Wound healing process begins with the restoration of a damaged tissue as closely as possible to its natural state and wound contraction is the course of shrinkage in wounded area. The healing primarily depends on the repairing ability of the tissue in addition to type and degree of damage and general health status of the tissue. The granulation tissue of the wound is primarily composed of edema, fibroblast, collagen and new blood vessels. The mesenchymal cells of the wound area adjust themselves into fibroblast then begin migrating into the wound gap together with the fibrin strands. The collagen is the main constituent of extra cellular tissue, which is responsible for support and strength. Free hydroxyproline and its peptides are released with collapse of collagen. Thus, measurement of the hydroxyproline could be used as an indicator for collagen turnover. Furthermore, increase in dry tissue also indicates the presence of elevated protein content. The phytochemical analysis of aerial parts of R. sanctus revealed the presence of flavonoids and phenolic acid derivatives [1416, 19]. Phenolic compounds, which include tannins and flavonoids, serve as floral pigments, structural components, feeding attractants and deterrents, of plants [27, 28]. Flavonoids have therapeutic uses due to their anti-inflammatory, anti-fungal, antioxidant and wound healing properties [2932]. Moreover, flavonoids and their derivatives are known to decrease lipid peroxidation by improving vascularity and by preventing or slowing down the progress of cell necrosis. Hence, any drug that inhibits lipid peroxidation is supposed to increase the viability of collagen fibrils by increasing the circulation and the strength of collagen fibres, by encouraging the DNA synthesis and preventing the cell damage [33, 34]. Flavonoids [35] are also known to endorse the wound-healing process primarily due to their antimicrobial and astringent properties, which appears to be responsible for wound contraction and elevated rate of epithelization. Corresponding types of wound-healing effect were reported on medicinal plants [36, 37]. Therefore, wound-healing potential of R. sanctus may be attributed to the phytoconstituents present in the aerial parts, which may be either due to their individual or additive effect that speeds up the process most probably the proliferation phase of wound healing (Figure 4).

816156.fig.004
Figure 4: Hypothetical diagram of the wound healing mechanism of methanolic extract of R. sanctus

5. Conclusion

In conclusion, the present study demonstrated that the aerial parts of R. sanctus promote wound healing activity in animal as a preclinical study.

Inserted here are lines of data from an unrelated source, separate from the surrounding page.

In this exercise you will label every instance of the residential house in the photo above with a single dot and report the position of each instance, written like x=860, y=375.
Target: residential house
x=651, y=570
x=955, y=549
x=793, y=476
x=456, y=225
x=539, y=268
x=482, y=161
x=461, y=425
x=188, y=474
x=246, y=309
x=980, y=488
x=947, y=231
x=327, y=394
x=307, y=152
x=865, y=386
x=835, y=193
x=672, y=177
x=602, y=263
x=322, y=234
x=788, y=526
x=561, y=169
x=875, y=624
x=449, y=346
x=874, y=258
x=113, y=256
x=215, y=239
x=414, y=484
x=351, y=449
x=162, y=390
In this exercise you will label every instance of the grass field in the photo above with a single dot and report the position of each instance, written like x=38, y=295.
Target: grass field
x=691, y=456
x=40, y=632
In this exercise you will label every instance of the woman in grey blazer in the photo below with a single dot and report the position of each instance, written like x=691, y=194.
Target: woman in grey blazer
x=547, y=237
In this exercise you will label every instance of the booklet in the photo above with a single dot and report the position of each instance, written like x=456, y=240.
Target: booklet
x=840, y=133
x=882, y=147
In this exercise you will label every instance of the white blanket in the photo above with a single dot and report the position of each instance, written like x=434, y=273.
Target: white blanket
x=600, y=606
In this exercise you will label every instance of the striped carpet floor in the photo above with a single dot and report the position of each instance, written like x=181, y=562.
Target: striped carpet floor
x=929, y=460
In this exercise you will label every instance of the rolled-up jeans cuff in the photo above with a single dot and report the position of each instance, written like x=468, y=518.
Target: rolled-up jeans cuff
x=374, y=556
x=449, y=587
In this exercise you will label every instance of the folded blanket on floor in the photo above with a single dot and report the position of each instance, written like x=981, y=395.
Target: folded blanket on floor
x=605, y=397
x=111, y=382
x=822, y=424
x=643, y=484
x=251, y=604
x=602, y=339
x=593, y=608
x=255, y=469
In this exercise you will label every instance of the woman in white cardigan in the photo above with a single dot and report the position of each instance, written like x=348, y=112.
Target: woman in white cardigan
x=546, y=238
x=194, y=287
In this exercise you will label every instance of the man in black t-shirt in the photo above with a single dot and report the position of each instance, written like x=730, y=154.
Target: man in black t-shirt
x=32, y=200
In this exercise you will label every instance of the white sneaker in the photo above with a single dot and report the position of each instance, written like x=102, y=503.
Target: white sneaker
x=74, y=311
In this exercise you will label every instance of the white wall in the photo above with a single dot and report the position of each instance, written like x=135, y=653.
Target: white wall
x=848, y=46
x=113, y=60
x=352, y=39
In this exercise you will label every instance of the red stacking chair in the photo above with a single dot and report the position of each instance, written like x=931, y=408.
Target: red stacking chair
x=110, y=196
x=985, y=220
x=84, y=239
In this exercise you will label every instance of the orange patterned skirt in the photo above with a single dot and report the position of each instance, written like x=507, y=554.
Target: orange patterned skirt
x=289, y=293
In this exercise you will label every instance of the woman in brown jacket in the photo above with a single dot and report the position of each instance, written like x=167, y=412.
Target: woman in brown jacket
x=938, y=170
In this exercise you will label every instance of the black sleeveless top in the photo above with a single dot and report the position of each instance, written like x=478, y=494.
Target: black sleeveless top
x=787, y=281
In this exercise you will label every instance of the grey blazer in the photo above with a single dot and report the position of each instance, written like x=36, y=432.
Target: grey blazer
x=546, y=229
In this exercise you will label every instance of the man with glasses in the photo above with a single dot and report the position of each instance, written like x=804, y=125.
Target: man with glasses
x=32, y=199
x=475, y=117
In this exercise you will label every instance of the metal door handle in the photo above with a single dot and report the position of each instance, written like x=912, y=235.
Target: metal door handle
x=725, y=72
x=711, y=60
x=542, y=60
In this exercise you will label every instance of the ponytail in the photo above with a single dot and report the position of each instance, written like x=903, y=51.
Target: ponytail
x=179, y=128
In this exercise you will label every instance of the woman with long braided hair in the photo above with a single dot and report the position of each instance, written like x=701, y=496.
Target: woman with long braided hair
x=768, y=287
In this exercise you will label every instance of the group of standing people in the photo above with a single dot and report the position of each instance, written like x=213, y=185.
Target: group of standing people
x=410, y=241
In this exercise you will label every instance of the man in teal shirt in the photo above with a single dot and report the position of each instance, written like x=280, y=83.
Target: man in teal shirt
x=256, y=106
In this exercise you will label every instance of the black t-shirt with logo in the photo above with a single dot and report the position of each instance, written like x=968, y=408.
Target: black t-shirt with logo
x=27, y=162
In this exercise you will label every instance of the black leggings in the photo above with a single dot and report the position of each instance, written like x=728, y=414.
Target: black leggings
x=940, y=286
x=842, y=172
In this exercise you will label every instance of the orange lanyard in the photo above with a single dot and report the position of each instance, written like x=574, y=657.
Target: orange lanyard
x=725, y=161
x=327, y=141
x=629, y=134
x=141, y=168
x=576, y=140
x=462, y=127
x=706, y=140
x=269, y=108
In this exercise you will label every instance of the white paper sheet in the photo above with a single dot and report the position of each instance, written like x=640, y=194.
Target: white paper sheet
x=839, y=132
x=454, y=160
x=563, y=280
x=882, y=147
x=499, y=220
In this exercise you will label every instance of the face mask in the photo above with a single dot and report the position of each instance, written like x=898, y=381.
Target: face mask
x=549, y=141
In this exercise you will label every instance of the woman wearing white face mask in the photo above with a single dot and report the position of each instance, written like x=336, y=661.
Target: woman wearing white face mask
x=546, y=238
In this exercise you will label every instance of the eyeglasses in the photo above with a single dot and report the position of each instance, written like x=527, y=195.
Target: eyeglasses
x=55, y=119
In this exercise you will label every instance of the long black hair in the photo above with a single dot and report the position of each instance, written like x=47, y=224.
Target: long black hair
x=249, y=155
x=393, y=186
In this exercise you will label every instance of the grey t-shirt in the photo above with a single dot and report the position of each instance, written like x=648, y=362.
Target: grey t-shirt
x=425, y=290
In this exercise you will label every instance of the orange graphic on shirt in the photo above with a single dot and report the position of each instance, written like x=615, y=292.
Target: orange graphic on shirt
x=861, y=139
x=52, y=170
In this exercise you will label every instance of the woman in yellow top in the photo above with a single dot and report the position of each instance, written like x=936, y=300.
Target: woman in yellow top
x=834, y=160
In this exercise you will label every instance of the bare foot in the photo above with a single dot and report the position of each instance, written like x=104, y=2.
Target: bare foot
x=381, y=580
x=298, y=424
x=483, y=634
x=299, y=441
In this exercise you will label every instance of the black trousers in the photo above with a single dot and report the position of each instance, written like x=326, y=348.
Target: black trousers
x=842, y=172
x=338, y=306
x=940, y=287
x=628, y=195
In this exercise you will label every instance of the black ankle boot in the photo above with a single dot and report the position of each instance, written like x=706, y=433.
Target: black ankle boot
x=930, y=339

The methanolic extract showed remarkable wound healing activity and it may be suggested for treating various types’ wounds in animal and human beings. Further studies with purified constituents compared to the crude extracts might be needed to comprehend the complete mechanism of wound healing activity of R. sanctus.

Funding

Scientific Research Project Foundation of Gazi University, Ankara, Turkey (Project code no: 02/2007-04).